自室のベッドに横たわり俺は軽く本を読み、眠気が強くなってきたので目を瞑った。

 

…Zzz

 

一時間後・夜中の一時

 

ピロピロリンリン

 

(ん?なんだ?雪ノ下?)

 

『……比企谷君、助けて……』

 

「どうした雪ノ下!?何があった!?」

 

『今……私が寝ていたらいきなり何者かに襲われて……私は相手を蹴ってお風呂場で鍵を閉めて隠れてるわ……お願い……来て……』

 

「待ってろ!今行く!電話は切るなよ!」

 

『えぇ……早く……お願い……』

 

(クソったれ!)

 

タッタッタッ

 

『比企谷君……』

 

「どうした!?まだ無事か!?」

 

『……』

 

「雪ノ下……?」

 

『……もう……ダメみたい』

 

「雪ノ下!待ってろもうすぐ……」

 

『…………ミイツケタァァァァァァァ』

 

プツンッ

 

「雪ノ下ぁぁ!!」

 

俺はそれから夜道を必死に走りなんとかマンションに辿り着いた。

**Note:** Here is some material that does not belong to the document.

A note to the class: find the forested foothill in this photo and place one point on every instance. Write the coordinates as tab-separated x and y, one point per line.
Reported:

途中で警察にも通報して彼女の部屋へと着いた。

 

「鍵が……空いてる……」

 

俺は恐る恐るドアを開け部屋に入った。風呂場を探して慎重に探索する。

 

しかし問題のお風呂場にもこの部屋の何処にも彼女は見当たらないのだ。血飛沫も無く争った痕跡もない。

 

それから数分後警察が到着して俺は事情を説明した。

 

「なるほど……つまり行方不明なんだね?」

 

「はい……お願いです!雪ノ下を!雪ノ下を探してください!お願いします!!」

 

「全力を尽くすよ。君は一旦家に帰ったほうがいい」

 

「……分かりました」

 

そして俺はなんともいえないモヤモヤを抱えて帰宅した。あれから2時間経過していて時間は夜中の3時だった。

 

小町もカマクラも父さんも母さんも皆眠っている時間帯だ。

 

俺はこっそりと自室に戻り眠りについた。